Больше никаких секретов.
Мое сердце пропускает удар при этой мысли, вспышка чего-то, чему я отказываюсь давать имя, и я заталкиваю надежду куда-то глубоко.
Было бы глупо так думать.
Я сглатываю, мои пальцы все еще задержались на шраме. Мысли лихорадочно ищут, что сказать, что-то, что не заставит меня звучать так, будто мне не все равно.
— Это… это было больно?
Глупый вопрос. Наверное, самое тупое, что можно спросить. Но я не знаю, что еще сказать, и не хочу, чтобы он замолкал.
Кривая улыбка трогает его губы, но в ней нет веселья. Только что-то темное. Пустое.
— А ты как думаешь?
Я колеблюсь, прикусывая щеку изнутри.

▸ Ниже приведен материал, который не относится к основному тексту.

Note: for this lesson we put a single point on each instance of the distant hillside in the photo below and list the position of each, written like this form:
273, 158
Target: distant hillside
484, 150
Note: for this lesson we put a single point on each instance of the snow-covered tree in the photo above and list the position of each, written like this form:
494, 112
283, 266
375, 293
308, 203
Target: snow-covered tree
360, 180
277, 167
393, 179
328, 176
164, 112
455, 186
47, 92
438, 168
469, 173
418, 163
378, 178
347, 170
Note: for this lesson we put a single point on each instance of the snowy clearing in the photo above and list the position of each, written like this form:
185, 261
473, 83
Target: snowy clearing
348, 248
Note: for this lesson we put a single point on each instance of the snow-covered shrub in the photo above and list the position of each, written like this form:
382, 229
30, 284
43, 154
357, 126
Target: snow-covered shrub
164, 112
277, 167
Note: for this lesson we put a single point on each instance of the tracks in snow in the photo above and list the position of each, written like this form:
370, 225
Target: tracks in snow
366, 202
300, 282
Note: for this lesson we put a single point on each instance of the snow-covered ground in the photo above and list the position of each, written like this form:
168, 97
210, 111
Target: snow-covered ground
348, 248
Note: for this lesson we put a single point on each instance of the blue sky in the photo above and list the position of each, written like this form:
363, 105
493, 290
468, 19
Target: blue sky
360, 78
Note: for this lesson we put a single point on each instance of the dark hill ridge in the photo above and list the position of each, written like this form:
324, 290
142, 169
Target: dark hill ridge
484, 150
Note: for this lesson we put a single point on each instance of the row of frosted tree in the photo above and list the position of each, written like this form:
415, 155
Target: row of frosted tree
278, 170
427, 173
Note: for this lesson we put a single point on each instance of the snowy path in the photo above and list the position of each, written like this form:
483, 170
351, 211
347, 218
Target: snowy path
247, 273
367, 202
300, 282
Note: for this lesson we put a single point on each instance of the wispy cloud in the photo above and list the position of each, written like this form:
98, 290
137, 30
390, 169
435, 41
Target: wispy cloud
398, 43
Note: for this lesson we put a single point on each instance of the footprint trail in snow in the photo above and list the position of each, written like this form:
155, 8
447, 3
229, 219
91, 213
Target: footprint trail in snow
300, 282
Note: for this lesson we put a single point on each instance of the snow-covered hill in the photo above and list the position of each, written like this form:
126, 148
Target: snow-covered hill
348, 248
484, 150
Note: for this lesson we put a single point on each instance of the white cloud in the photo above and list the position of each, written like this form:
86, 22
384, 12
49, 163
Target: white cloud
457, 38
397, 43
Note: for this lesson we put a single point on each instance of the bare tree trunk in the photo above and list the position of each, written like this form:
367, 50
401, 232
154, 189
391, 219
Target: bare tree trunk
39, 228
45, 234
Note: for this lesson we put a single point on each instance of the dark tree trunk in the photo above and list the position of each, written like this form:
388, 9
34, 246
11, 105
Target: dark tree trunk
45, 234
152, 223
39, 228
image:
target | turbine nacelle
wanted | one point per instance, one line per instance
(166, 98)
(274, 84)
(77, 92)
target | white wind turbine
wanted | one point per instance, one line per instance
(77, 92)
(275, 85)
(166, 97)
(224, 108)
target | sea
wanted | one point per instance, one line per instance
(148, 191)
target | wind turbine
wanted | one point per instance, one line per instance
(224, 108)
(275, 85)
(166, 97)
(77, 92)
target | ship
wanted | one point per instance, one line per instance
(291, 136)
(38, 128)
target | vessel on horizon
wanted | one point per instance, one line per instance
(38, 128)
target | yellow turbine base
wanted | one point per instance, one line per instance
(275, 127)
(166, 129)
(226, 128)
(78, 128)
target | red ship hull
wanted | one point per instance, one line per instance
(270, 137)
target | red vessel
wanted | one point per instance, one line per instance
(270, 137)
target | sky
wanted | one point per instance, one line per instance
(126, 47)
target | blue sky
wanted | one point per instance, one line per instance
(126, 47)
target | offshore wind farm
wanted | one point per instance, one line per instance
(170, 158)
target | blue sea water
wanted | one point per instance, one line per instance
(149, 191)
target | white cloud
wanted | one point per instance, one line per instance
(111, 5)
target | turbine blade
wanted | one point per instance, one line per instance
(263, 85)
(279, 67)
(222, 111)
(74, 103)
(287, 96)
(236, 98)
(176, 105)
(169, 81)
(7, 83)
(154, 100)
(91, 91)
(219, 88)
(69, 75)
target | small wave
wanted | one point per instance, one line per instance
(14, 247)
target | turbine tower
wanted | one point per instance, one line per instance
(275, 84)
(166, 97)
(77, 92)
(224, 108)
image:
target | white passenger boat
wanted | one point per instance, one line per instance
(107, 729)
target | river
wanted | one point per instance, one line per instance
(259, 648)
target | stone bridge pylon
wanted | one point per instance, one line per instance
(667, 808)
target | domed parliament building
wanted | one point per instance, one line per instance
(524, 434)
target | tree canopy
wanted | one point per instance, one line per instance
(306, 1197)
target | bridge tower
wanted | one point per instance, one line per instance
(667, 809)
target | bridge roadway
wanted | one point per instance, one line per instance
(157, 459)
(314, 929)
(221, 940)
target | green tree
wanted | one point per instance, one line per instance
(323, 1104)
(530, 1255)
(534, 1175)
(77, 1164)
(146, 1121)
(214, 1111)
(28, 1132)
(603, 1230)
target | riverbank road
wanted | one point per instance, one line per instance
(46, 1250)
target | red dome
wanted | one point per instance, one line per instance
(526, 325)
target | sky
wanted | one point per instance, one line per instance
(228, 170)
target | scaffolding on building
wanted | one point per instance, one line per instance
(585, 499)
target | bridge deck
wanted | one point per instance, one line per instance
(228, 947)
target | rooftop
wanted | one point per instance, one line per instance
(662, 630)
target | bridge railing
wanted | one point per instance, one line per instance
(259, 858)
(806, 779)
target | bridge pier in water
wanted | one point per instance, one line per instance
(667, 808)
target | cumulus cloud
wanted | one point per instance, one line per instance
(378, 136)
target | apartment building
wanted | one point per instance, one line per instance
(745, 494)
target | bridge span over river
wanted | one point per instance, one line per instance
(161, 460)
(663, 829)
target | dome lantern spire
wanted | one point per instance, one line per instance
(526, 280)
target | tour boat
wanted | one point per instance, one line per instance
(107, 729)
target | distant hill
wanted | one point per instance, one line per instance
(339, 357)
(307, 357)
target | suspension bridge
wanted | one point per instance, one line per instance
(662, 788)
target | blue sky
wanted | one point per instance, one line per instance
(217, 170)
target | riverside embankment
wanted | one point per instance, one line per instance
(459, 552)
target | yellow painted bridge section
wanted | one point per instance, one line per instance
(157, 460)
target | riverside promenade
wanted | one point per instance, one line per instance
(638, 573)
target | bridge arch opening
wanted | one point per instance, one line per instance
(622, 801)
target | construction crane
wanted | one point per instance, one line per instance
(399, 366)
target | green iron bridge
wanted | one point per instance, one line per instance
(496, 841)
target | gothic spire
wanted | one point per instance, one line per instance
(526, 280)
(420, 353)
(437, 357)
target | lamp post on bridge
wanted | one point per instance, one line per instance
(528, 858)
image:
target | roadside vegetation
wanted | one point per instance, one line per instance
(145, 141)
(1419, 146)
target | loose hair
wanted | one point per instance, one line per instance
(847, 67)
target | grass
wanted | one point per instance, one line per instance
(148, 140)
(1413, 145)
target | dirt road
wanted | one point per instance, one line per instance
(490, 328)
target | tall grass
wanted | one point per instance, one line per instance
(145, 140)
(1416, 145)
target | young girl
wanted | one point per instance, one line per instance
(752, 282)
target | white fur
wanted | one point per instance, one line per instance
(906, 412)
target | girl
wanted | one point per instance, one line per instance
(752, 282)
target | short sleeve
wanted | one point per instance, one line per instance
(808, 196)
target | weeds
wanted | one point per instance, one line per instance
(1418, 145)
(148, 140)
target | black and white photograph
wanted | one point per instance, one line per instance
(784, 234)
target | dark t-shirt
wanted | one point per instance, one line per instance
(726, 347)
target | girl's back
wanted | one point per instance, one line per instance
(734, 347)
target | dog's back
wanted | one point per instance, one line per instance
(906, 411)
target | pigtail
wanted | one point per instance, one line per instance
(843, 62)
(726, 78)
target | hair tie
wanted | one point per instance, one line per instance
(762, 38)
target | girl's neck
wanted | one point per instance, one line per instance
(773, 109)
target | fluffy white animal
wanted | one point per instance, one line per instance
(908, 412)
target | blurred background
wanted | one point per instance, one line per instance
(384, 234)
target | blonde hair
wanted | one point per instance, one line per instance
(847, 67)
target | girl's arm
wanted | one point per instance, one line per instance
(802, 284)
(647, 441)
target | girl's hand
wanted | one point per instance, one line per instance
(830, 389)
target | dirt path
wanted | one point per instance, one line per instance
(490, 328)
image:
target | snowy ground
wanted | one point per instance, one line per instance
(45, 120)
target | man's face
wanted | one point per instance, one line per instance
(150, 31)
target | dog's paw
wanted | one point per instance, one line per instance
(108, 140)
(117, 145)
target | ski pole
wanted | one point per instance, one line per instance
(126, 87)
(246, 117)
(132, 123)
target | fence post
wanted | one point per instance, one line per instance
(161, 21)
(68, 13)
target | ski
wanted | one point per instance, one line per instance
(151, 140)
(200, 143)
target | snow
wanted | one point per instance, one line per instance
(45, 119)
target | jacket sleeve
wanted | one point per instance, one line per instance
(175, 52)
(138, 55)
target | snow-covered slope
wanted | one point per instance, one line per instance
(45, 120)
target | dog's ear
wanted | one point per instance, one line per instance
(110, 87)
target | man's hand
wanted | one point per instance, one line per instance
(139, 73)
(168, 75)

А затем, еще тише:
— Зачем ты это сделал?
Вопрос повисает между нами, тяжелее предыдущих. Он слышит, о чем я спрашиваю на самом деле — зачем клеймо, зачем эта жизнь, зачем все это?
И мне кажется, он может действительно ответить.
Я хочу знать, почему он вообще связался с «Ассамблеей» — что может заставить человека пойти по этому пути, что может заставить остаться.
Его челюсть сжимается, и на секунду я думаю, он снова отмахнется, оттолкнет меня полуправдой и молчанием.
Но затем он двигается.
Откидывается на подушки, его рука все еще обвивает мою талию. Все еще держит меня.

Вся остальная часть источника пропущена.